I hear footsteps coming to open the door. My heart is beating faster than it ever has before, in sixty years of life. The door opens.
When I see who it is, all I feel is everything crumble. Everything, I worked for, for months. Every hope I have had in the last ten years. Because this is not the granddaughter I dreamt of. This is a demon. I collapse onto the sidewalk.
“Oh, my Sarita,” I whisper.
The girl who opens the door has blond hair. Sarita’s was black. But the hair is not what scares me about this girl. It is the eyes. A pale, calculating blue color, that would discern any secret you tried to hide, a blue that kills dreams. An evil color. Those where the color of his eyes. He took my Sarita away from me without blinking.
My Sarita had skin the color of rich chocolate, shiny black hair, big caramel eyes, and would flash a smile that made you think of twinkling stars. She was so strong when that horrible boy, with the icy blue eyes left her, pregnant. When she got sick, she died, instead of giving up her baby. And now that child stands before me, and she is like him. With those horrible eyes.
I sit on the sidewalk, sobbing.
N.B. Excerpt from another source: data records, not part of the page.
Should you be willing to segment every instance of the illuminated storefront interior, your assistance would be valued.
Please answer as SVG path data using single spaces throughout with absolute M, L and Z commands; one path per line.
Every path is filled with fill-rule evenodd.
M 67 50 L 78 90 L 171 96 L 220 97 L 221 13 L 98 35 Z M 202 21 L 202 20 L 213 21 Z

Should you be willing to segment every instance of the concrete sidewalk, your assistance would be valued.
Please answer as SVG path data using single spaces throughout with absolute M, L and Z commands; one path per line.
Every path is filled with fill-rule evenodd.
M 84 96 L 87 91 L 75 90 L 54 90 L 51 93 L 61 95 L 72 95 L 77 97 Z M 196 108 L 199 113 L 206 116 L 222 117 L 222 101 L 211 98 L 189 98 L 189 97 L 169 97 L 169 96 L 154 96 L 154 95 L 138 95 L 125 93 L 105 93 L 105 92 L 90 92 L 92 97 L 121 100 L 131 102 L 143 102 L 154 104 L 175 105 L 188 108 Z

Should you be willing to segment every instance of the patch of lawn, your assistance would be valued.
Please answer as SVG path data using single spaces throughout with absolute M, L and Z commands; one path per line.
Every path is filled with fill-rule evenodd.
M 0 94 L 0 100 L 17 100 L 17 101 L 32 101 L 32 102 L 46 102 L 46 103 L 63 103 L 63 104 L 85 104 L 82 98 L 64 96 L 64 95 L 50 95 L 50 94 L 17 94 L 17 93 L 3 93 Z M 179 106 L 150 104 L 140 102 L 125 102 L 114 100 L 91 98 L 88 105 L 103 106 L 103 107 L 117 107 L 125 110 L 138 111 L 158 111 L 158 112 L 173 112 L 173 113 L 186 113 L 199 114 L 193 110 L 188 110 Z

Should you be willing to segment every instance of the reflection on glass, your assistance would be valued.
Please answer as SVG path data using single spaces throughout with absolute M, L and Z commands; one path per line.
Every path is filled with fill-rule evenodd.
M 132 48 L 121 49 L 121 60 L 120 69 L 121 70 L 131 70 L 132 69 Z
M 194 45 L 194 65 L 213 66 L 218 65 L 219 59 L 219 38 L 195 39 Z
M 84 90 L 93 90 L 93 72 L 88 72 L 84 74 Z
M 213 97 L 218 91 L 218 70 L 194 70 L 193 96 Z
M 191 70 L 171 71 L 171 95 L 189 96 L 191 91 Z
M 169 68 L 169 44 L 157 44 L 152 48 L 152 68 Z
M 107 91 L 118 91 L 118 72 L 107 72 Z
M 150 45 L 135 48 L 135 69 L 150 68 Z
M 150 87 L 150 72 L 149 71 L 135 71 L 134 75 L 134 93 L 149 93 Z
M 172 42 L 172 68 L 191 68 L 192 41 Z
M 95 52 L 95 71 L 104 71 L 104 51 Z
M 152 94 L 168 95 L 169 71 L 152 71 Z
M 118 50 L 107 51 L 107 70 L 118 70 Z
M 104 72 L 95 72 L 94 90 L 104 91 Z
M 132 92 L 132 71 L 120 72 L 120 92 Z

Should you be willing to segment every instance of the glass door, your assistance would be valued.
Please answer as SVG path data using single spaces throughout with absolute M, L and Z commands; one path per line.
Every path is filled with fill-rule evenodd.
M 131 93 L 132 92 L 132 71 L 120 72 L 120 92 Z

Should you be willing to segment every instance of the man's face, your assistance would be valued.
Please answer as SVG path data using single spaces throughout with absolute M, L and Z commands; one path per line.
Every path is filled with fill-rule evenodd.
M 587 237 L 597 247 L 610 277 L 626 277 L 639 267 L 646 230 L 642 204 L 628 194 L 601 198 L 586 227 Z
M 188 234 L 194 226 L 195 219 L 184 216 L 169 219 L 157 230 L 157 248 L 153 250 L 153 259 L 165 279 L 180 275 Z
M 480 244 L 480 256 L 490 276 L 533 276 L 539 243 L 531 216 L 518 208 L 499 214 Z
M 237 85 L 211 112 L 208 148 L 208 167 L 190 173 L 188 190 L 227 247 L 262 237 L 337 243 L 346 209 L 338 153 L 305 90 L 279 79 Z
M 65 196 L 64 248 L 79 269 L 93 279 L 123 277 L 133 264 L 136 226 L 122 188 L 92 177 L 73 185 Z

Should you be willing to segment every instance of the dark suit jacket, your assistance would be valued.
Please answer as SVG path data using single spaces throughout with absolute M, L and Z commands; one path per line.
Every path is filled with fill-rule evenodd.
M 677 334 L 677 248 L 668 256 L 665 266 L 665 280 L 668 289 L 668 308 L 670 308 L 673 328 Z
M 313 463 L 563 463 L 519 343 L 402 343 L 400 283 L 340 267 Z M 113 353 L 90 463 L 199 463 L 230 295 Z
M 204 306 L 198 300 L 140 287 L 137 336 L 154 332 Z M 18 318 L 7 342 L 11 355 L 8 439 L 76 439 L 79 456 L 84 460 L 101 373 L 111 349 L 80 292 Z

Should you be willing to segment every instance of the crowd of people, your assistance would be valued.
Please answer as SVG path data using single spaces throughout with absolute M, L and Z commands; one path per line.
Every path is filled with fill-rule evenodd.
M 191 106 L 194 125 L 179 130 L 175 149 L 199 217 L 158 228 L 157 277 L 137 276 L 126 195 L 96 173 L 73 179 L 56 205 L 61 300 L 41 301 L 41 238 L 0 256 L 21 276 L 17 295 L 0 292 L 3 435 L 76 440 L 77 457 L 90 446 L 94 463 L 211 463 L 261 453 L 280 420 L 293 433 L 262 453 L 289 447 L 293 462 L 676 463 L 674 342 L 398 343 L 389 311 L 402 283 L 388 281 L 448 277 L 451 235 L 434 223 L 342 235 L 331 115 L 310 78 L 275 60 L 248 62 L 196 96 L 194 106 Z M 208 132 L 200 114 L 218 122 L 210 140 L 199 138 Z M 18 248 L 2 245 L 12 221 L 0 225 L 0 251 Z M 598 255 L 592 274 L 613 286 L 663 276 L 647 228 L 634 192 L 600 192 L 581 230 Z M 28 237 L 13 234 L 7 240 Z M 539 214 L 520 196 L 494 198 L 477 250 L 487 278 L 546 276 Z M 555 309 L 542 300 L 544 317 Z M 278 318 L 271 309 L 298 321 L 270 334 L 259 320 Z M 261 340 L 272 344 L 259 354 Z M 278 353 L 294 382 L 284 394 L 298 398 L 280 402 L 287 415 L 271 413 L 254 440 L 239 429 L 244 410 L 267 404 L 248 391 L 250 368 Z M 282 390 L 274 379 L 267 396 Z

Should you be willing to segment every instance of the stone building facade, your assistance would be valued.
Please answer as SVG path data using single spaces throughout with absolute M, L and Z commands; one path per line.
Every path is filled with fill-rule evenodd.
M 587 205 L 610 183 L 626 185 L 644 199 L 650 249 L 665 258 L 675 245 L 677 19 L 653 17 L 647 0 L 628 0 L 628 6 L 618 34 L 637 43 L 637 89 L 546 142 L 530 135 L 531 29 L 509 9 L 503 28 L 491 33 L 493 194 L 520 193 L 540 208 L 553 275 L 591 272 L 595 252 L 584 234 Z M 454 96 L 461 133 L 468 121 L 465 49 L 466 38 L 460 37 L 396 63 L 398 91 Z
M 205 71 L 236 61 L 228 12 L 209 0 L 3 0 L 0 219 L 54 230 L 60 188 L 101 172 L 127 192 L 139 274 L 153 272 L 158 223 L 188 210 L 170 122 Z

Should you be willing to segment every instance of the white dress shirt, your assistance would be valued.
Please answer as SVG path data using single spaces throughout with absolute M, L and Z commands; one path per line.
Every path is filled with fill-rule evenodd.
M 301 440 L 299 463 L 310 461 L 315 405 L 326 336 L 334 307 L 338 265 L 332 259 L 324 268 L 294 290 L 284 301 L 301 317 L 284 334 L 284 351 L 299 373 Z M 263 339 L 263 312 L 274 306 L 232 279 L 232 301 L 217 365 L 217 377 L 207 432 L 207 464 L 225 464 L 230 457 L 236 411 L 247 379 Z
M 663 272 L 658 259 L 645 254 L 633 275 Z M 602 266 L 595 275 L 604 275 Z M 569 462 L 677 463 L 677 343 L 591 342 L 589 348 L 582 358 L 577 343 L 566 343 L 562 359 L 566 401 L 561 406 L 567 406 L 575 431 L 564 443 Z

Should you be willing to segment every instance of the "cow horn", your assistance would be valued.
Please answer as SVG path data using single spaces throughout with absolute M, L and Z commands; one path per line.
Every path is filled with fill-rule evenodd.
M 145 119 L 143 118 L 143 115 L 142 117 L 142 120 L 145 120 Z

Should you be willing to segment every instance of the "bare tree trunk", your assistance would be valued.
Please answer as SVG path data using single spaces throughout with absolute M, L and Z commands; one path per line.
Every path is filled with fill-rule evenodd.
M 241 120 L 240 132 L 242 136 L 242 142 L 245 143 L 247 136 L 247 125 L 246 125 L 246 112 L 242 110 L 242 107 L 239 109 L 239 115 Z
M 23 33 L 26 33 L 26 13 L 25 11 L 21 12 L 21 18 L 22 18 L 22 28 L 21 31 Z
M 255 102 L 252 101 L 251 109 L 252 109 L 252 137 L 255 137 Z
Then I hear a voice, that warms my heart and melts it. It is my Sarita’s voice.
“Hey, umm, what’s wrong?” says the voice. It is filled with compassion. I look up and see the child. She doesn’t seem so bad anymore.
“Sit.” I tell her. The girl sits down and looks at me questioningly. I dry my tears and begin. “I’m going to tell you a story. This is the story of a wonderful girl named Sarita. She was a wise, and brave at heart. She was so special, she made her very own mother feel young again. But of course, when this girl was fifteen, she fell in love.”
The girl smiles at me. “Was it true love?” she asks.
“No.The boy who she fell in love with was a monster. He had awful, calculating blue eyes. When Sarita got pregnant, he left her. Then Sarita got sick. She had to chose if to keep the baby and die, or kill it and live. She chose to die herself.”
The girl looks sad and a little shocked. “Sarita dies?” I feel momentarily bad for ruining her perfect fairy tale, but then I look at those cold blue eyes. She has to know what her father did to Sarita.
“She died, but left behind a child who she loved more than anything else. Before she died she told her mother to find that child, who had been adopted by a very nice couple. Every night, the mother would watch her dream of finding her grandchild shift and billow at an unreachable distance. How would she ever get to it? But one day she did. What she found surprised her. Her granddaughter looked like him, that horrible boy who stole away Sarita.” I look at the child to see her reaction. I’m surprised to find a thoughtful look on her face. I wait for her to respond, but she says nothing. She stares at a crack in the sidewalk and watches ants crawl in and out of it. Eventually she speaks.
“You’re the mother aren’t you?” she asks. “And if you're the mother, then I’m your granddaughter.” She watches me waiting for a response.
One thought whirls around my head over and over again. How does she know? How could she figure it out? I stare at her. Slowly and deliberately I nod my head.
“I don’t think you should hate my father or me. My father was just a scared teenager, he was never as strong as Sarita. As for me, you don’t even know me. How can you hate me?” She says all this so sadly, it scares me.
Then it dawns on me. She is a wise owl. She is like my Sarita. I feel like a kindergartener explaining to my mother why I hate somebody. “You’re right. You’re absolutely right.” I say. I take my granddaughters hand, ready to meet the future with an open embrace.